La direction du ministère de l’Économie s’en va en Outaouais

Martin Ferron, président de la Table des préfets de l'Abitibi-Témiscamingue. Photo : UMQ

L’Abitibi-Témiscamingue et la Gaspésie perdront leur direction régionale respective du ministère de l’Économie et de l’Innovation à la suite de la réorganisation gouvernementale en matière d’économie. Cette nouvelle mesure prévue au projet de loi 27 implique la fusion de la direction régionale du ministère de l’Économie avec la région de l’Outaouais, tandis que la Gaspésie se verra associer à la direction de Rimouski.

Pour la table des préfets de l’Abitibi-Témiscamingue, il s’agit d’une regrettable décision centralisatrice de la part du gouvernement. Pour eux, cela va à l’encontre des propos tenus par le gouvernement au cours de la dernière année. On se questionne notamment sur la réelle volonté de vouloir décentraliser 5000 postes de la fonction publique en région d’une part, tout en enlevant une direction de l’autre. 

La table des préfets ne croit pas que le ministère de l’Économie et de l’Innovation, en se privant d’une direction régionale sur le territoire de la région, sera en mesure de garder une lecture précise des besoins réels et concrets.

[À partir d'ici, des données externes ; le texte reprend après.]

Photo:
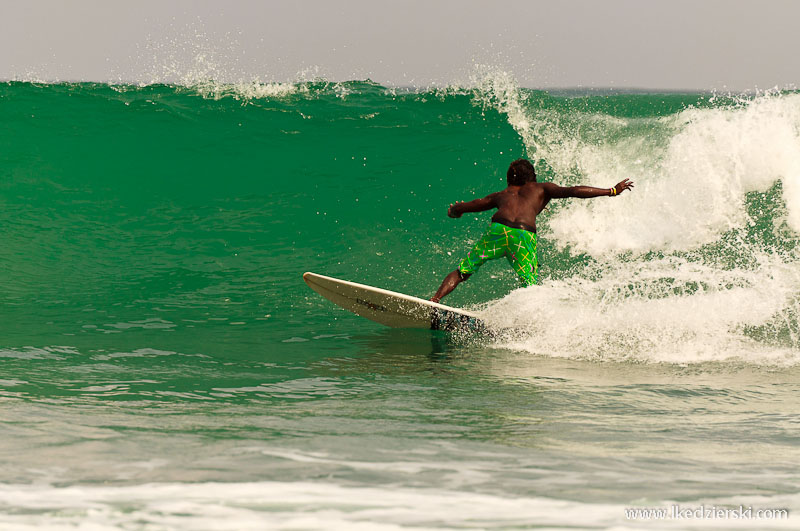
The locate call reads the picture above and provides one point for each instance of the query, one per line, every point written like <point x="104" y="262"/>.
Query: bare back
<point x="520" y="204"/>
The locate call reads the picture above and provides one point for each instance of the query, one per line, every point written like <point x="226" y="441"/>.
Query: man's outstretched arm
<point x="585" y="192"/>
<point x="476" y="205"/>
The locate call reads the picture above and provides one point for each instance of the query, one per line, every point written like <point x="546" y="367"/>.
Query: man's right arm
<point x="560" y="192"/>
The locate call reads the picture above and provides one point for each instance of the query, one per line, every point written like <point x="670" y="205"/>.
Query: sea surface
<point x="163" y="365"/>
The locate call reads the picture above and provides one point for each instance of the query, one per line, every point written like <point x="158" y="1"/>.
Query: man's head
<point x="520" y="172"/>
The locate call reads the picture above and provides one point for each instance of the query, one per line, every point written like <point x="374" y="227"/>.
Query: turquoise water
<point x="165" y="367"/>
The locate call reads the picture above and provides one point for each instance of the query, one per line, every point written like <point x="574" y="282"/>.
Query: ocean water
<point x="163" y="365"/>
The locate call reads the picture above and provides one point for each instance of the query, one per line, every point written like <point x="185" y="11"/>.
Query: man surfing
<point x="512" y="232"/>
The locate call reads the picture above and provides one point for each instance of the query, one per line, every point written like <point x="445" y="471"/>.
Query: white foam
<point x="655" y="291"/>
<point x="306" y="505"/>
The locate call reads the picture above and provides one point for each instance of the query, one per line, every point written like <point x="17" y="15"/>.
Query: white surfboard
<point x="393" y="309"/>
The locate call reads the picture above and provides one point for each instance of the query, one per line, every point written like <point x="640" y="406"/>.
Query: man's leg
<point x="449" y="284"/>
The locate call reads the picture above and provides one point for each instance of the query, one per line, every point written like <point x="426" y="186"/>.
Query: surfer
<point x="512" y="232"/>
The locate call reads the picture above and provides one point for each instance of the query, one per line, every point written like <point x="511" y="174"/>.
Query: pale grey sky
<point x="676" y="44"/>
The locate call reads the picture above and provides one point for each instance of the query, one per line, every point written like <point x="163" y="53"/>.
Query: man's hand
<point x="623" y="185"/>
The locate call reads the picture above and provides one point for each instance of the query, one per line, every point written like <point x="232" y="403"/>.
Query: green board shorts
<point x="517" y="245"/>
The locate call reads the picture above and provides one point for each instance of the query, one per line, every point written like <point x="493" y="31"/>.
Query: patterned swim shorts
<point x="517" y="245"/>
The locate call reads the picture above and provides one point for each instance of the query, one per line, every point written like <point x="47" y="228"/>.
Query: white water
<point x="673" y="275"/>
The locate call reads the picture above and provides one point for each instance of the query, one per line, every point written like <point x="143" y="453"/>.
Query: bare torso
<point x="520" y="204"/>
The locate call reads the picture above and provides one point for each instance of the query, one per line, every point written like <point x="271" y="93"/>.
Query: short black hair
<point x="520" y="172"/>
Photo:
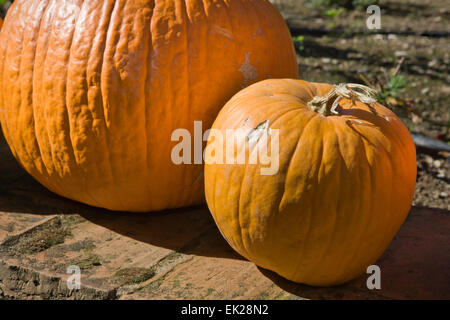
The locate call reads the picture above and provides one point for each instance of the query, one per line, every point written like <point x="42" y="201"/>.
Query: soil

Des appuis dans le même sens 

La Chambre de commerce et d’industrie de Rouyn-Noranda s’est également ralliée à la position de la Table des préfets. Elle juge cette décision inacceptable d’autant plus qu’elle va à l’inverse de la promesse de rapatrier des postes de la fonction publique dans la région. 

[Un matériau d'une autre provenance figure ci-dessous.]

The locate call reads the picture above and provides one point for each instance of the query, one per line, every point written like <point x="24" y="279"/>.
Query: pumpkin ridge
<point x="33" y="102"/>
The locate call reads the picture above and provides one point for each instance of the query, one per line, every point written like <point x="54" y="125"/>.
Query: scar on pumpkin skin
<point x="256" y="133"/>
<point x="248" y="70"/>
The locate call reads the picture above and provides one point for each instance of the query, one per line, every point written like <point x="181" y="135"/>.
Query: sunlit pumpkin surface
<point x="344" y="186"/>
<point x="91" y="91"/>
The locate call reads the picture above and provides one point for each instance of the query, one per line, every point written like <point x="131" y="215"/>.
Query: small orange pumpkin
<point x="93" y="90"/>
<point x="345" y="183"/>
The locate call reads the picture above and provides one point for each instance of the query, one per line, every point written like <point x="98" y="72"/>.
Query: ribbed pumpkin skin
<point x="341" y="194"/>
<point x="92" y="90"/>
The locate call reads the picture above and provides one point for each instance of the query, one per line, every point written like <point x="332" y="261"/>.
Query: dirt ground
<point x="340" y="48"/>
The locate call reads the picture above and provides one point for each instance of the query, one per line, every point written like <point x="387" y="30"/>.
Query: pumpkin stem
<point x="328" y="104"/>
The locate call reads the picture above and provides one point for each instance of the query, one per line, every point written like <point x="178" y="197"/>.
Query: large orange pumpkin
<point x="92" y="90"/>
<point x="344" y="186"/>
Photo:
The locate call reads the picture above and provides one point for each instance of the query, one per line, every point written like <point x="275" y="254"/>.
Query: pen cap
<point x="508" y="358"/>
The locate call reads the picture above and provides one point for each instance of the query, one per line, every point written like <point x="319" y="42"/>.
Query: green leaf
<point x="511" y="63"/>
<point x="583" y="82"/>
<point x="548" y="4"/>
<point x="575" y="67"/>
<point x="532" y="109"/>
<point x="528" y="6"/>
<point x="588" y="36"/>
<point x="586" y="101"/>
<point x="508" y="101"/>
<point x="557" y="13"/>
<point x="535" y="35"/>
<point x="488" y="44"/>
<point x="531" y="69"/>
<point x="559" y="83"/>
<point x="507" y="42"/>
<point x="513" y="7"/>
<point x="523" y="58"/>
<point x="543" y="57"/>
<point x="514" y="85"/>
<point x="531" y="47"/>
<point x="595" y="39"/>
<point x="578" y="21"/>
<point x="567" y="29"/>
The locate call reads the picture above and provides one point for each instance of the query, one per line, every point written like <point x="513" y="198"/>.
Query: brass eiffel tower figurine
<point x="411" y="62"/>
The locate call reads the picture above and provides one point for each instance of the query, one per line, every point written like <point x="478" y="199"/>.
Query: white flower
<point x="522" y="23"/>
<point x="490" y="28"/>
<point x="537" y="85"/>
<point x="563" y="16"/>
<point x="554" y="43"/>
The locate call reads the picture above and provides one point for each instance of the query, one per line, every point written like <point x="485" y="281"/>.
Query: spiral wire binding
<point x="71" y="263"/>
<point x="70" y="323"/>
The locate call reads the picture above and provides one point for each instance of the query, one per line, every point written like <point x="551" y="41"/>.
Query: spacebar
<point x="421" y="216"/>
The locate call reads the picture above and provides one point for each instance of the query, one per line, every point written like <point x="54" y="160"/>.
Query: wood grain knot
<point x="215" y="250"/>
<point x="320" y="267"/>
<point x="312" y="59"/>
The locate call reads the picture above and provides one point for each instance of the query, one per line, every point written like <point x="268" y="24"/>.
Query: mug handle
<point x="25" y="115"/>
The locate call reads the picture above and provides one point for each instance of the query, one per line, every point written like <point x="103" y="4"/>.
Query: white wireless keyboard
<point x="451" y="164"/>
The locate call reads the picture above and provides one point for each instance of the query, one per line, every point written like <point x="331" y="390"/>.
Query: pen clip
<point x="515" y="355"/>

La députée de Rouyn-Noranda-Témiscamingue a réagi par voie de communiqué. Pour elle, la décision est aussi contraire au message de décentralisation que le gouvernement prônait depuis les élections.

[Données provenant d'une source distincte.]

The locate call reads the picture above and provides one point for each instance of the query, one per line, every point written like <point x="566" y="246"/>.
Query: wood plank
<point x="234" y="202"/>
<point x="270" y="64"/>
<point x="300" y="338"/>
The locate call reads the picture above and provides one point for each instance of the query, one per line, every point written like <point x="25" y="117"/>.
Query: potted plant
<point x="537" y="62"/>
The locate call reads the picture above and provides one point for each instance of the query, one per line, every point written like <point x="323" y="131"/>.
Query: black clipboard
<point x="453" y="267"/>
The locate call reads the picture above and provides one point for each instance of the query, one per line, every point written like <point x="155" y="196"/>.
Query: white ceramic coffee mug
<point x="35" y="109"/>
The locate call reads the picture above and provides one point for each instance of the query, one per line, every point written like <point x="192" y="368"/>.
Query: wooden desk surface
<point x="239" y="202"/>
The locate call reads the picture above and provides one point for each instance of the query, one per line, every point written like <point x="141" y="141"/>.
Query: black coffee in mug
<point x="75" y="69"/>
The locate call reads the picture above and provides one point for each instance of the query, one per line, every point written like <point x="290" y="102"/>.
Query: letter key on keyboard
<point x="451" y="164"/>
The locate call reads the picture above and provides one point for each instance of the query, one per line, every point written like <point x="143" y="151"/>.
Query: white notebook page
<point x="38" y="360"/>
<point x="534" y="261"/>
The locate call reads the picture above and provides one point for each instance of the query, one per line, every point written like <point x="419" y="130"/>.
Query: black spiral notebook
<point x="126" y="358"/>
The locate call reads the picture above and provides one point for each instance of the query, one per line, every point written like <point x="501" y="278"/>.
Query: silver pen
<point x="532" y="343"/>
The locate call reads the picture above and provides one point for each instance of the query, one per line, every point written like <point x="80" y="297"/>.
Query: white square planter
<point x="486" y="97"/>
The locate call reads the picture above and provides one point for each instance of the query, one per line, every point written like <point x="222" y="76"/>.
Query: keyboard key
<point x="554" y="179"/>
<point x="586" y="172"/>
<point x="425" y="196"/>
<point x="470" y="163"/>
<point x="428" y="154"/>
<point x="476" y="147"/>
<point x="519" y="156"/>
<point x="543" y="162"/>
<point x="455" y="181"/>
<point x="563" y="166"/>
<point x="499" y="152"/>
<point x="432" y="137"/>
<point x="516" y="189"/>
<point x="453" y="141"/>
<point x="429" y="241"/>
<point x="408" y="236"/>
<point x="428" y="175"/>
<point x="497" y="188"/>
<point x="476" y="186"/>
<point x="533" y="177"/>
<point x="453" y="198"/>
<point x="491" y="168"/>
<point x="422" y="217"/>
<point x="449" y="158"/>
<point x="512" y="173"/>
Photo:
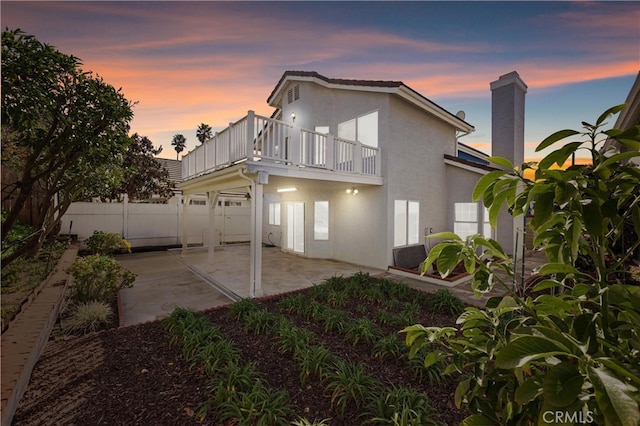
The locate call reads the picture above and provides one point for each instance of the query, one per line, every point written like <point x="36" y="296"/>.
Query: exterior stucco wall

« Depuis 2015, ma région a perdu tous ses décideurs locaux en matière de culture, d’immigration, d’éducation et de condition féminine, sans parler des autres organismes qui sont passés sous le couperet du gouvernement. C’est bien beau de conserver des fonctionnaires en région, mais sans pouvoir décisionnel, on vide ces organisations de leur substance pour nous laisser des coquilles vides. Les directions régionales sont là pour agiter des drapeaux rouges quand les programmes sont mésadaptés à nos réalités régionales. Qui prendra la parole pour nous maintenant? » s’inquiète Mme Lessard-Therrien

Mme Lessard-Therrien demande donc au gouvernement de revenir sur sa décision.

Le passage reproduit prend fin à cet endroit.